The AP Program will invest heavily over the next month in the following ways:

· For the 2019–20 exam administration only, students can take a 45-minute online exam at home. Educator-led development committees are currently selecting the exam questions that will be administered.

· AP curricula are locally developed and we defer to local decisions on how best to help students complete coursework. To be fair to all students, some of whom have lost more instructional time than others, the exam will only include topics and skills most AP teachers and students have already covered in class by early March.

· Colleges support this solution and are committed to ensuring that AP students receive the credit they have worked this year to earn. For decades, colleges have accepted a shortened AP Exam for college credit when groups of students have experienced emergencies.

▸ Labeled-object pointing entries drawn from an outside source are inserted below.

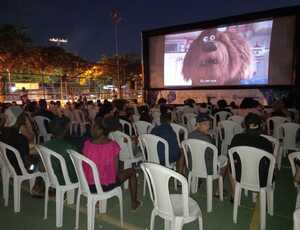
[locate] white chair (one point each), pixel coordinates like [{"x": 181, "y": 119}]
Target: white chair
[
  {"x": 297, "y": 219},
  {"x": 92, "y": 198},
  {"x": 48, "y": 156},
  {"x": 142, "y": 127},
  {"x": 189, "y": 121},
  {"x": 124, "y": 124},
  {"x": 273, "y": 124},
  {"x": 236, "y": 118},
  {"x": 148, "y": 144},
  {"x": 292, "y": 157},
  {"x": 289, "y": 133},
  {"x": 18, "y": 177},
  {"x": 226, "y": 131},
  {"x": 249, "y": 179},
  {"x": 194, "y": 153},
  {"x": 175, "y": 209},
  {"x": 277, "y": 151},
  {"x": 222, "y": 116},
  {"x": 126, "y": 154},
  {"x": 179, "y": 130},
  {"x": 40, "y": 121}
]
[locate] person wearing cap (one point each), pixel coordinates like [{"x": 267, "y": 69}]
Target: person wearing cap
[
  {"x": 252, "y": 137},
  {"x": 59, "y": 127}
]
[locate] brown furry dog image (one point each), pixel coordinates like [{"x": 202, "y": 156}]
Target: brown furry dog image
[{"x": 217, "y": 57}]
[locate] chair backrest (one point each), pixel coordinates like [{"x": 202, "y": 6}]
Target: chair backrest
[
  {"x": 292, "y": 157},
  {"x": 222, "y": 115},
  {"x": 194, "y": 152},
  {"x": 40, "y": 121},
  {"x": 275, "y": 143},
  {"x": 47, "y": 155},
  {"x": 289, "y": 131},
  {"x": 7, "y": 149},
  {"x": 124, "y": 124},
  {"x": 250, "y": 158},
  {"x": 296, "y": 218},
  {"x": 236, "y": 118},
  {"x": 78, "y": 161},
  {"x": 125, "y": 143},
  {"x": 227, "y": 130},
  {"x": 179, "y": 130},
  {"x": 158, "y": 177},
  {"x": 142, "y": 127},
  {"x": 273, "y": 124},
  {"x": 149, "y": 143}
]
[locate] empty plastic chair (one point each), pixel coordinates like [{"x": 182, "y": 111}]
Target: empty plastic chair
[
  {"x": 48, "y": 156},
  {"x": 292, "y": 157},
  {"x": 175, "y": 209},
  {"x": 92, "y": 198},
  {"x": 180, "y": 131},
  {"x": 289, "y": 133},
  {"x": 194, "y": 153},
  {"x": 18, "y": 176},
  {"x": 250, "y": 179},
  {"x": 273, "y": 124},
  {"x": 40, "y": 121}
]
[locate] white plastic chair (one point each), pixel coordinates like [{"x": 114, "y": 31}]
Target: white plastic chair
[
  {"x": 277, "y": 151},
  {"x": 92, "y": 198},
  {"x": 148, "y": 144},
  {"x": 236, "y": 118},
  {"x": 47, "y": 155},
  {"x": 40, "y": 121},
  {"x": 296, "y": 218},
  {"x": 175, "y": 209},
  {"x": 198, "y": 169},
  {"x": 10, "y": 172},
  {"x": 250, "y": 158},
  {"x": 226, "y": 131},
  {"x": 276, "y": 121},
  {"x": 179, "y": 130},
  {"x": 126, "y": 154},
  {"x": 142, "y": 127},
  {"x": 124, "y": 124},
  {"x": 292, "y": 157},
  {"x": 289, "y": 132}
]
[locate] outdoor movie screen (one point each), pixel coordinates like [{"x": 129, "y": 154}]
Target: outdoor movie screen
[{"x": 223, "y": 56}]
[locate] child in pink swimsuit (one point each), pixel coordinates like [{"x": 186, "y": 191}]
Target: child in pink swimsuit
[{"x": 104, "y": 153}]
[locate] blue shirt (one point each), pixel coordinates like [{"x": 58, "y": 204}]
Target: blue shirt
[{"x": 166, "y": 132}]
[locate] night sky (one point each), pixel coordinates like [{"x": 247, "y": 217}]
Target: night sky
[{"x": 88, "y": 27}]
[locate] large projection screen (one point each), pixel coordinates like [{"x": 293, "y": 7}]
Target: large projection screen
[{"x": 256, "y": 53}]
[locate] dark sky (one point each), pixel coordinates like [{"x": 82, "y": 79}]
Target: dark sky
[{"x": 88, "y": 27}]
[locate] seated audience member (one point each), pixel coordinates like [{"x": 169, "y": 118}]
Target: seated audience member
[
  {"x": 165, "y": 131},
  {"x": 104, "y": 153},
  {"x": 297, "y": 180},
  {"x": 59, "y": 127},
  {"x": 202, "y": 133},
  {"x": 252, "y": 138}
]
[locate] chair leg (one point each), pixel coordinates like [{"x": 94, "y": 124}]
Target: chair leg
[
  {"x": 70, "y": 197},
  {"x": 46, "y": 201},
  {"x": 17, "y": 195},
  {"x": 77, "y": 210},
  {"x": 59, "y": 208},
  {"x": 152, "y": 222},
  {"x": 91, "y": 214},
  {"x": 237, "y": 193},
  {"x": 209, "y": 191},
  {"x": 220, "y": 180},
  {"x": 262, "y": 209}
]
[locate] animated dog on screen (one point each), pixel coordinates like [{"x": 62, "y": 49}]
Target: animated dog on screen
[{"x": 217, "y": 57}]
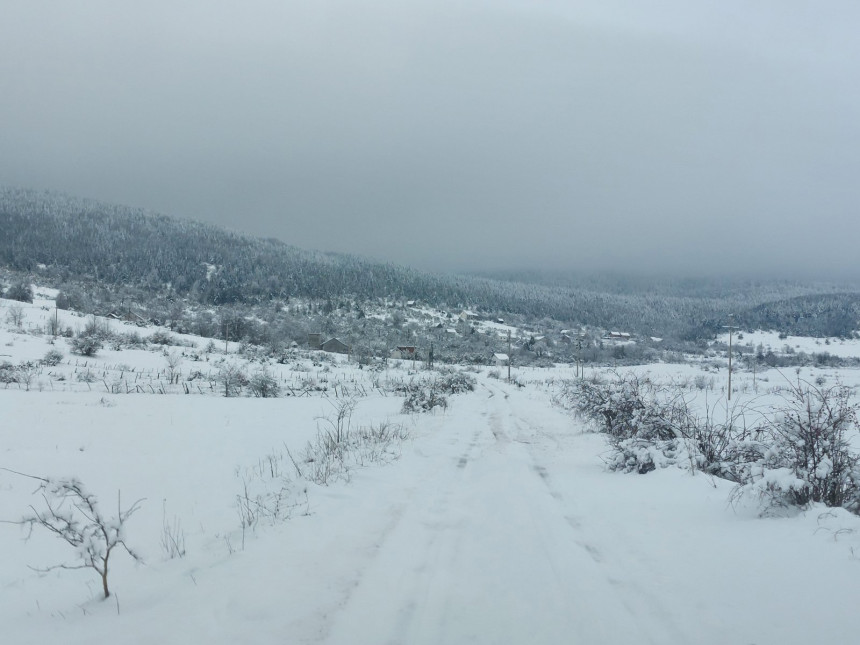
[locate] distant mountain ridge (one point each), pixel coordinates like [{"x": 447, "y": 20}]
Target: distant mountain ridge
[{"x": 68, "y": 238}]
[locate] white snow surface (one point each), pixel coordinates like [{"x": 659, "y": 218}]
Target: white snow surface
[{"x": 498, "y": 523}]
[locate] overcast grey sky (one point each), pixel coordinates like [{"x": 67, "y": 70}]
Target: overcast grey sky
[{"x": 668, "y": 135}]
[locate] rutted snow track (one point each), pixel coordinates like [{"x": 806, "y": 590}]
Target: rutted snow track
[{"x": 488, "y": 551}]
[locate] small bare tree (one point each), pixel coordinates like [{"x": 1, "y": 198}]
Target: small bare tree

· Students will be able to take these streamlined exams on any device they have access to—computer, tablet, or smartphone. Taking a photo of handwritten work will also be an option.

Test security is a concern.

· The exam questions are designed and administered in ways that prevent cheating; we use a range of digital security tools and techniques, including plagiarism detection software, to protect the integrity of the exams.

· Scoring at-home work for an AP Exam is not new to the AP Program. For years the AP Program has received and scored at-home student work as part of the exams for the AP Computer Science Principles and AP Capstone courses.

Instructional Support

Beginning on Wednesday, March 25th, students and teachers can attend free, live AP review courses, delivered by AP teachers from across the country. These mobile-friendly classes are:

· Designed to be used alongside work that may be given by schools.

· Will be recorded and available on-demand so teachers and students can access them any time.

· Not dependent on current AP teachers continuing instruction. We know many AP teachers now face challenges that would make that impossible.

· Will focus on reviewing the skills and concepts from the first 75% of the course. There will also be some supplementary lessons covering the final 25% of the course.